Frasier: So, that, Margaret is why your marriage is doomed. Get the fuck out of it.
Frasier: ANYWAY! FUCK IT PLENTY! ROZ! ROZ! Who’s our next caller?
Roz: We have no callers.
Frasier: FUCKIN’ JERKOFFS. Why not?
Roz: They’re sick of you swearing at them and giving rotten advice.
Frasier: Heh. Well, what other advice is there to give to a bunch of rotten fuckin’ apples?
(Frasier leans back on his chair with his feet on the desk.)
Frasier: Right, that’s it, shut the microphone off, you stinkin’ broad. Let’s play a song. Here’s the latest smash from Zoomeister, Kidnapping a bear.
Oh, lure the cunt out with a pear, whoa! Kidnapping a bear…

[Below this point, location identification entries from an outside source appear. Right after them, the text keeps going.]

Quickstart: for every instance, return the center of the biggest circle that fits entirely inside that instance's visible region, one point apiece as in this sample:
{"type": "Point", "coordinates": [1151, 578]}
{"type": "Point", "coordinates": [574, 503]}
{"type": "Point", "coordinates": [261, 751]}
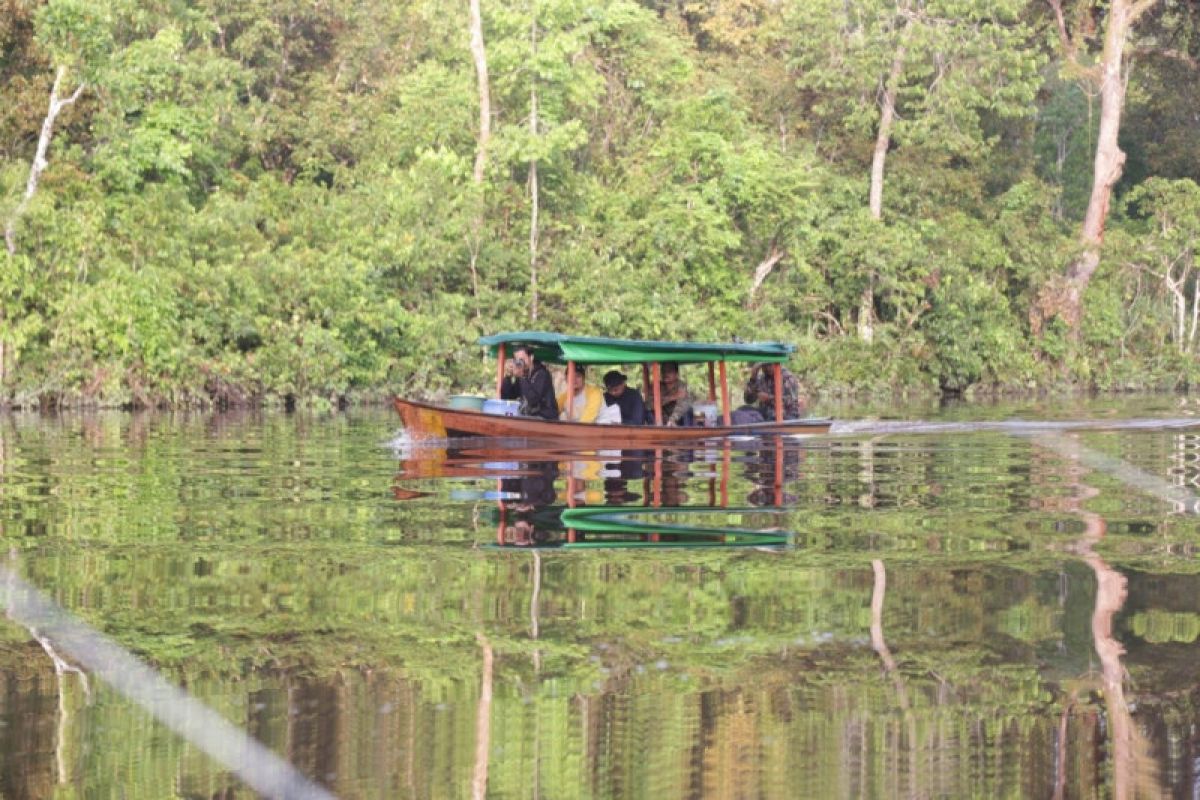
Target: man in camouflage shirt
{"type": "Point", "coordinates": [761, 392]}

Frasier: Cheers for that. Oi, you. (Points at Roz through the glass.) What you up to tonight clitchops?
Roz: I’m on a date.
Frasier: COLOUR MY COCK surprised.
Roz: Go fuck yourself.
Frasier: Don’t have to, I’ve got this.
(Frasier produces a picture of a dog he’s cut a hole in. He puts it over his face so that his tongue pokes through the hole, like the dog has his tongue.)
Frasier: Oh yeah…(Frasier begins to undo his trousers and slips a hand down the front. Roz starts to gag.)
Roz: Oh my GOD! What the hell are you doing?
Frasier: UNGH. FUCK YOU! (He flips a “V” sign at Roz, while wanking with the other hand. Roz leaves, shaking with shock. Frasier is alone, tugging himself off in his sick dog mask. The audience are silent. The show fades to no credits. Frasier is cancelled a week later.)